The most notable change in Grant’s appearance is the pretty unmissable neck tattoo he now sports, Grant doesn’t play it up to much, quite frankly stating “free tattoos” as the main reason why he has them, but a neck tattoo is a big decision it cuts off plenty of avenues of employment, something that Grant is all too aware of.

“I got my neck tattooed so I had to make a life out of music or art, I burned a lot of bridges with that.

“Image isn’t important to me though, I like drawing so it’s nice to have some on my skin to look at but with all my experiences with depression and anxiety I never thought I’d live this long, so I didn’t think about growing old with all these tattoos, I don’t see the point of planning for an uncertain future.”

Still, the thing on the horizon just now is the impending launch of the new album and Grant has grasped a set of posters he’s eager to get up, the posters feature a rather interesting family polaroid with all the people painted over in pastel shades to resemble comic ghosts, Grant reveals the image, which fronts the new album, was from an artist named Angela Deane who takes old 35mm photos and paints ghosts over them.

“I love the image and have my own ideas on what it means and what it means in the context of the album, but I’d rather leave it open to interpretation – it’ll be interesting to hear what people think of it.”

Throw this artwork in with the vaguely titled Omphalic  you could accuse Grant of being too cryptic after spelling his situation out with his last album title, still he is happy to give his input on the title and share the scrapped idea of the initial cover being some crude drawings of faluses, but whether this was in a controversial nature like a Death Grips’ cover or like a well memmied school jotter is left unclear.

“Omphalic is umbilical, cut the chord and paint with the blood and nutrients, that’s the gross idea, it’s artistic ejaculation.

“The album, on a whole, is just as personal but with more people listening to it, I thought I owed it to be a bit more universal.”
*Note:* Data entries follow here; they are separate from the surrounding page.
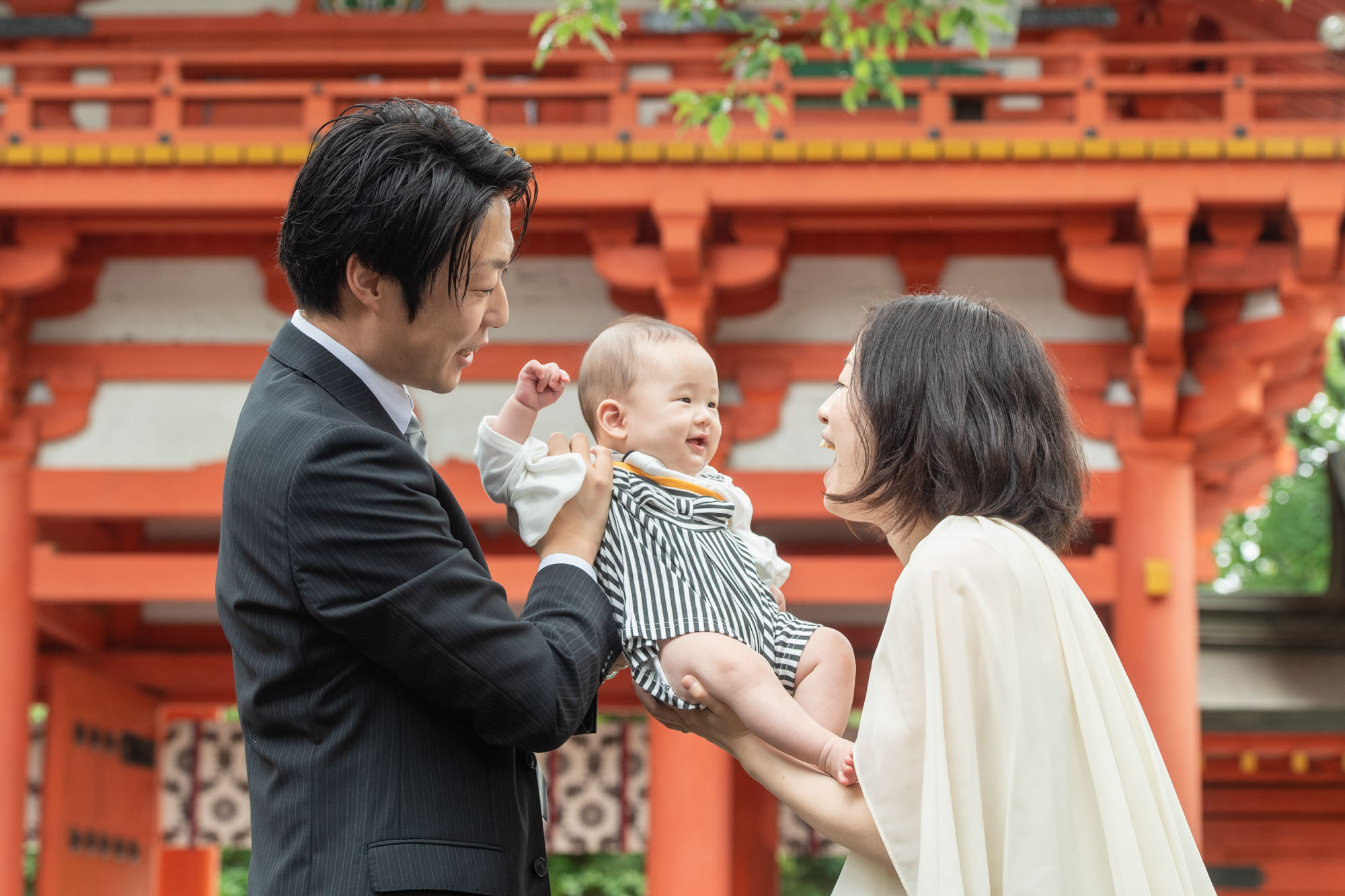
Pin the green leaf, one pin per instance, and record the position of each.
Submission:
(948, 24)
(720, 127)
(540, 22)
(997, 21)
(980, 40)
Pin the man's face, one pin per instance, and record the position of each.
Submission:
(432, 352)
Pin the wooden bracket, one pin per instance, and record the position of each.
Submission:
(1317, 218)
(684, 275)
(72, 389)
(763, 388)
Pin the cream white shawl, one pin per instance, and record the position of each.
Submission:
(1003, 749)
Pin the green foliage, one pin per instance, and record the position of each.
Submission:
(30, 869)
(868, 37)
(598, 874)
(233, 870)
(1284, 545)
(802, 876)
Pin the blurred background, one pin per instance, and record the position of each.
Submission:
(1155, 186)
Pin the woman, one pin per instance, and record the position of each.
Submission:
(1003, 748)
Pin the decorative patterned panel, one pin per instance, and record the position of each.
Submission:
(598, 790)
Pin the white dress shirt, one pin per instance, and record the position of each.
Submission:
(397, 401)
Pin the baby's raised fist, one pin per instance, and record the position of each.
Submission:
(540, 385)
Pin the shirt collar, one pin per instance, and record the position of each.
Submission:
(395, 397)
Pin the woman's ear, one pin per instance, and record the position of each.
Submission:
(611, 419)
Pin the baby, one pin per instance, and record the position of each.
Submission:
(693, 588)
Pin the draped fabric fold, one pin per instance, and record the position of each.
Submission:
(1003, 749)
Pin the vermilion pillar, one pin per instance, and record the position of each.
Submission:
(17, 650)
(691, 841)
(1156, 615)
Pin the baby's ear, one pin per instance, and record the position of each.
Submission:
(611, 420)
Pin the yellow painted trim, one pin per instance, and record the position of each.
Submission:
(992, 150)
(294, 154)
(923, 151)
(856, 150)
(227, 154)
(158, 155)
(683, 153)
(576, 153)
(1097, 150)
(53, 155)
(957, 150)
(646, 153)
(610, 153)
(193, 154)
(1280, 149)
(88, 154)
(890, 150)
(123, 154)
(1320, 147)
(1027, 150)
(750, 153)
(716, 155)
(1132, 149)
(820, 151)
(1204, 149)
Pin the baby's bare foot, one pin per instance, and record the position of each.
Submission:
(839, 760)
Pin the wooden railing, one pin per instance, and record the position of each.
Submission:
(1108, 92)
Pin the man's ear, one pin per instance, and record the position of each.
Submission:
(611, 419)
(367, 286)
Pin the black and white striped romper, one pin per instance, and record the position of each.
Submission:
(670, 565)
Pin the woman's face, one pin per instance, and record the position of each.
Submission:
(841, 435)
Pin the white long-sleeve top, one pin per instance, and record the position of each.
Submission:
(1003, 749)
(537, 486)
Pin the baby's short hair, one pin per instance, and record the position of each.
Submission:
(611, 362)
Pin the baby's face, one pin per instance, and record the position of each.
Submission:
(673, 411)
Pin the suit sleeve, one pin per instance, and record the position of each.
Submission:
(375, 560)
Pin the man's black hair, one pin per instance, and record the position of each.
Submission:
(403, 186)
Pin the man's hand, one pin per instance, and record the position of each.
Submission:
(540, 385)
(579, 526)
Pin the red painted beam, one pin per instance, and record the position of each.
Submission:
(135, 577)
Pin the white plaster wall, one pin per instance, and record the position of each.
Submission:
(162, 425)
(822, 299)
(1032, 288)
(1272, 680)
(1101, 456)
(208, 300)
(556, 300)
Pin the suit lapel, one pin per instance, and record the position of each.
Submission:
(295, 350)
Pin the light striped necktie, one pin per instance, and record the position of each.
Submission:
(416, 436)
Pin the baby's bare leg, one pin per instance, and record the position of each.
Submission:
(742, 678)
(825, 681)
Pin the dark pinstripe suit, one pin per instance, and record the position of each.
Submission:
(389, 697)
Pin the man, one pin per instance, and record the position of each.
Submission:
(389, 697)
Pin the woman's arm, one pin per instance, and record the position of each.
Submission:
(839, 813)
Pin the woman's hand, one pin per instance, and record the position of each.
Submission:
(716, 723)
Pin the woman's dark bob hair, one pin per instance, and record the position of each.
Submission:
(404, 186)
(960, 413)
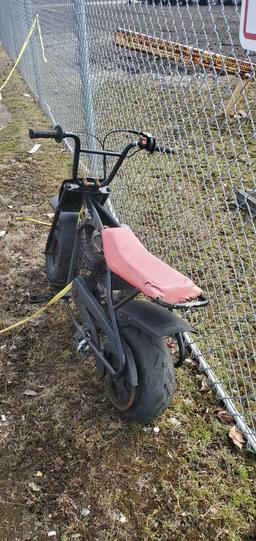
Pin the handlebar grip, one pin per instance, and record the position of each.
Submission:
(165, 150)
(56, 134)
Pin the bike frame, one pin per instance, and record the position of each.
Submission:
(94, 193)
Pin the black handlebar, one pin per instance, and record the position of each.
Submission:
(56, 134)
(146, 142)
(164, 150)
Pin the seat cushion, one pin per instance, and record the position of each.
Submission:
(128, 258)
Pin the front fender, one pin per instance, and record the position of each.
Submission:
(152, 318)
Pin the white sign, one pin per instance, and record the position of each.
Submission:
(248, 25)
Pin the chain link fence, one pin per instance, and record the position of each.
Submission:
(163, 67)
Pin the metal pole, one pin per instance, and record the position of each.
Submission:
(38, 90)
(221, 394)
(85, 74)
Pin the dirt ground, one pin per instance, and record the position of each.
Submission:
(68, 463)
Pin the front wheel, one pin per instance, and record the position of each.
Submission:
(156, 377)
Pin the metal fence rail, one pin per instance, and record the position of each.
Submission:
(178, 71)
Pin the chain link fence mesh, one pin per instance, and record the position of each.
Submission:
(196, 210)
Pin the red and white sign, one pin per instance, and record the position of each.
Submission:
(248, 25)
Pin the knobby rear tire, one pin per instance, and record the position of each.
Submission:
(156, 376)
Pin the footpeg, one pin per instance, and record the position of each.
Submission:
(82, 346)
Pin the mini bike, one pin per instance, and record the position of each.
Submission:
(109, 267)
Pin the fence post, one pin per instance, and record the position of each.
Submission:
(85, 74)
(37, 72)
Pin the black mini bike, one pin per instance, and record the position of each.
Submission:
(109, 267)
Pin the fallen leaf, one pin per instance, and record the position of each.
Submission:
(30, 392)
(85, 511)
(150, 429)
(225, 417)
(34, 487)
(173, 421)
(115, 426)
(117, 515)
(242, 113)
(236, 436)
(206, 384)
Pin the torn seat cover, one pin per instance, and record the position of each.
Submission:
(128, 258)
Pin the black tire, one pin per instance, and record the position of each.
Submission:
(156, 377)
(57, 258)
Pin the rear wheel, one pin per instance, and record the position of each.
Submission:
(156, 377)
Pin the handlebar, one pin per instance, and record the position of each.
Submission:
(165, 150)
(56, 134)
(146, 142)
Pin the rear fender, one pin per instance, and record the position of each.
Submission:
(152, 319)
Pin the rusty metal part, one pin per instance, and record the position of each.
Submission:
(184, 54)
(128, 404)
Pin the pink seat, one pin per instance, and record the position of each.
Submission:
(128, 258)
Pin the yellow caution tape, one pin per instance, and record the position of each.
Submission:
(24, 46)
(38, 312)
(29, 219)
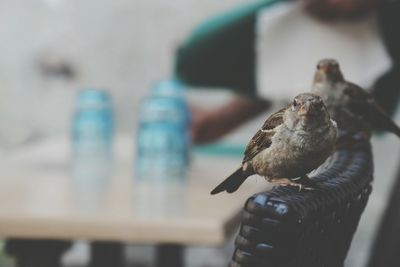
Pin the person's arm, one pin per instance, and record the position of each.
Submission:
(210, 125)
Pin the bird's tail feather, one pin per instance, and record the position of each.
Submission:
(232, 183)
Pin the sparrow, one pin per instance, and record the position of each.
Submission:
(353, 108)
(291, 143)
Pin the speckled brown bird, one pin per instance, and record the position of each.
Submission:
(353, 108)
(291, 143)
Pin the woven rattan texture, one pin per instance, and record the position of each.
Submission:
(286, 227)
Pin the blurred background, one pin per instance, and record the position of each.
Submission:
(50, 49)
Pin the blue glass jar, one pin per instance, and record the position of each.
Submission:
(92, 136)
(162, 136)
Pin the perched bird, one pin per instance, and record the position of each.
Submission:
(353, 108)
(291, 143)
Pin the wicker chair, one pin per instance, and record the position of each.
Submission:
(285, 227)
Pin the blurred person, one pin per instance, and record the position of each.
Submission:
(222, 53)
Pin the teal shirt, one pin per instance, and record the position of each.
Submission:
(221, 52)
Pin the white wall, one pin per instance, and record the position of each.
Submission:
(124, 45)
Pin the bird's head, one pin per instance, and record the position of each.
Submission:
(307, 108)
(328, 70)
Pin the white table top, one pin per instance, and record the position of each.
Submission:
(39, 199)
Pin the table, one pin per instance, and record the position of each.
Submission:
(39, 201)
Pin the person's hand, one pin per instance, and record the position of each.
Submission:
(210, 125)
(340, 9)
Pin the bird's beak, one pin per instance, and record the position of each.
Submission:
(304, 109)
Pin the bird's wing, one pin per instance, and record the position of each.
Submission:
(364, 105)
(262, 139)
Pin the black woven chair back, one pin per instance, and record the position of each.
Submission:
(286, 227)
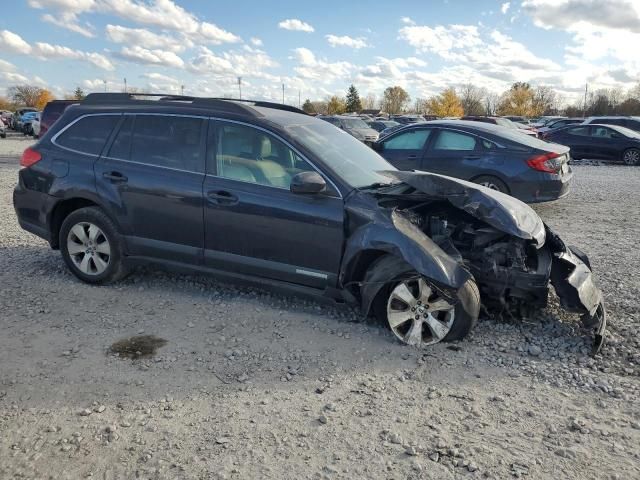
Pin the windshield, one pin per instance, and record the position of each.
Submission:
(354, 123)
(357, 164)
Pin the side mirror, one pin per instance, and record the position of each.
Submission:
(308, 182)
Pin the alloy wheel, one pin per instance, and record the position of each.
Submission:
(417, 314)
(631, 157)
(88, 248)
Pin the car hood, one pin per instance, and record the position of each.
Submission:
(497, 209)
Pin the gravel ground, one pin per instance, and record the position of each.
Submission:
(252, 384)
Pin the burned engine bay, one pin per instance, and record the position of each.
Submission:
(449, 229)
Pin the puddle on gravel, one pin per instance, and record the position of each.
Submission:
(137, 347)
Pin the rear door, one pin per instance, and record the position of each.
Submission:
(254, 224)
(152, 177)
(606, 142)
(579, 139)
(405, 149)
(458, 154)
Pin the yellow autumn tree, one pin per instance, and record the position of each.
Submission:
(447, 104)
(518, 100)
(44, 97)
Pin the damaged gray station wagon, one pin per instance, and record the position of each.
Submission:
(262, 192)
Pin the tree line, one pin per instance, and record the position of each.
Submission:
(521, 99)
(32, 96)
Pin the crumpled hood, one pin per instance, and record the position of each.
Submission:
(497, 209)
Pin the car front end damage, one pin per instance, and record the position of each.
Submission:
(450, 230)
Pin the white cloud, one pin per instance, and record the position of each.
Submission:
(440, 39)
(346, 41)
(320, 70)
(69, 22)
(47, 51)
(145, 56)
(13, 43)
(295, 24)
(246, 62)
(140, 36)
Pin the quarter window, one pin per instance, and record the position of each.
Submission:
(250, 155)
(448, 140)
(168, 141)
(89, 134)
(579, 131)
(411, 140)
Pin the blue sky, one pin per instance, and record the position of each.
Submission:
(319, 48)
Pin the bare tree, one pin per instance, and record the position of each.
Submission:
(369, 102)
(26, 95)
(472, 99)
(395, 100)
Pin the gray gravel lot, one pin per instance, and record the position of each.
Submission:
(253, 384)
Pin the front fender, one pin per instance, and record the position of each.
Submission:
(397, 236)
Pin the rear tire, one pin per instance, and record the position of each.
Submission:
(430, 317)
(91, 246)
(494, 183)
(631, 157)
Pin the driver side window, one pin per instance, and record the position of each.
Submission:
(250, 155)
(411, 140)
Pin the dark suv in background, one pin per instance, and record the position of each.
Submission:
(264, 193)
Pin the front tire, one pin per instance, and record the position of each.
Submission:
(91, 246)
(418, 314)
(631, 157)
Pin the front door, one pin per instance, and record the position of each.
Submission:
(152, 178)
(254, 224)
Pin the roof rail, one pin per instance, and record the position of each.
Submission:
(229, 104)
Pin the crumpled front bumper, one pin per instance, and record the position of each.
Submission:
(573, 281)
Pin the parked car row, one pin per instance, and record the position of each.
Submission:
(261, 192)
(30, 121)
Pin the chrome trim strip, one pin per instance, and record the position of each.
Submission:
(309, 273)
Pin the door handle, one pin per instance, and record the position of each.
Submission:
(115, 177)
(222, 197)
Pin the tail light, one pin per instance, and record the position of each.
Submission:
(549, 163)
(30, 157)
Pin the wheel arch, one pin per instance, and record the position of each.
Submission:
(63, 209)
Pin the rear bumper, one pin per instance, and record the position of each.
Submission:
(546, 188)
(33, 210)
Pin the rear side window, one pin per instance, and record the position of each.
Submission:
(89, 134)
(579, 131)
(448, 140)
(168, 141)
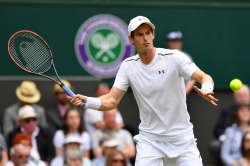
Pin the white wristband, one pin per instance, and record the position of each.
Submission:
(93, 103)
(207, 87)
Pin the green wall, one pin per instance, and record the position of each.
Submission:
(216, 37)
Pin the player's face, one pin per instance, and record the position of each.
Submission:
(143, 38)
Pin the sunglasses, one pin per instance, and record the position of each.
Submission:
(28, 120)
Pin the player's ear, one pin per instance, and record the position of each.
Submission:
(131, 39)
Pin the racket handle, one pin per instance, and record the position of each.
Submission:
(68, 91)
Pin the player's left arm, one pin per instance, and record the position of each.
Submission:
(206, 90)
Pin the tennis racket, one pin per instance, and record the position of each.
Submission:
(30, 52)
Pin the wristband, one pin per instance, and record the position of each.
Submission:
(93, 103)
(207, 87)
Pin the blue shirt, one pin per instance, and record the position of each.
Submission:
(231, 147)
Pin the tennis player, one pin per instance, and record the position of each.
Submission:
(156, 76)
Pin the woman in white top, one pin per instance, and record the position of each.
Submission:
(73, 124)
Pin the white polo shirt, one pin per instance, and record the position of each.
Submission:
(159, 91)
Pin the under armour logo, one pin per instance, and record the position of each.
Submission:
(161, 71)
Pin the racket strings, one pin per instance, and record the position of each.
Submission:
(31, 52)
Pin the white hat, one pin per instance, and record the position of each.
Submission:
(110, 143)
(27, 92)
(137, 21)
(72, 138)
(25, 112)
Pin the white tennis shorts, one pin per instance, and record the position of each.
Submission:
(154, 153)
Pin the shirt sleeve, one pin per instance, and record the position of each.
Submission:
(186, 67)
(86, 142)
(119, 118)
(58, 139)
(226, 155)
(121, 80)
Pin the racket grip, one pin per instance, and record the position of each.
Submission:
(68, 91)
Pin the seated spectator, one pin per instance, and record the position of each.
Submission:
(116, 158)
(94, 119)
(22, 138)
(41, 149)
(72, 142)
(245, 151)
(122, 136)
(3, 151)
(241, 96)
(20, 156)
(72, 125)
(27, 94)
(25, 139)
(231, 146)
(107, 146)
(60, 106)
(74, 158)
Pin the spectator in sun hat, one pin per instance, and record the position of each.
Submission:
(26, 142)
(58, 108)
(27, 119)
(27, 93)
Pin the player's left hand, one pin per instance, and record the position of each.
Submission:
(207, 96)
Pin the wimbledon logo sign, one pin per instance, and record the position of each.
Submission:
(101, 44)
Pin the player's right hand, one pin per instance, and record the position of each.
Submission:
(77, 100)
(208, 96)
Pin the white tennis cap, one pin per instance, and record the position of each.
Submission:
(137, 21)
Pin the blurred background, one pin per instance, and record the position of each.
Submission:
(215, 33)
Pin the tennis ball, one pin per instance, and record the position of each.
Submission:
(235, 84)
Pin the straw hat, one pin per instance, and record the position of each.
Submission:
(26, 112)
(58, 89)
(27, 92)
(72, 138)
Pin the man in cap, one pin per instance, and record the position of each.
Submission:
(41, 149)
(156, 77)
(56, 113)
(108, 145)
(122, 136)
(27, 94)
(174, 40)
(72, 142)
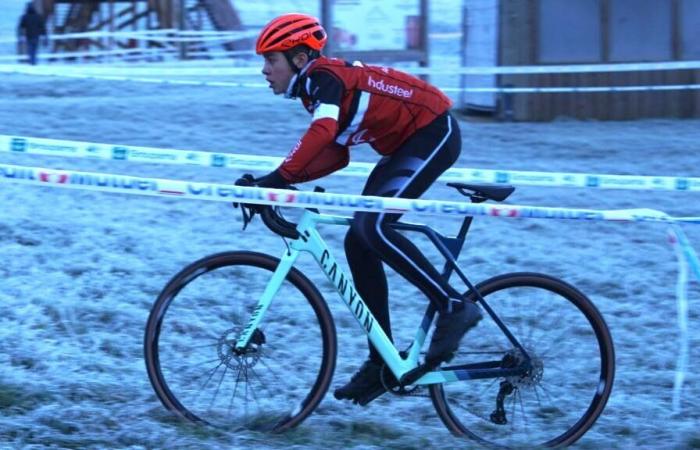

Glasgow DIY hardcore specialists Struggletown Records were the ones who branched out to put out Omphalic  and it was an easy decision for Grant to go with them with being good friends with label runner Steven Hill.

“Struggletown share a lot of the morals and ethics I have and are also a great label, the massive bonus is that we could get Steven to do the art and promotional graphics, he’s the best guy I know for that job.

“It’s great to be on a label with like minded people too.”

So, if it’s a choice of digging up dinosaurs bones or recording with Steve Albini there’s only really one choice here; both incidentally can be done with a neck tattoo!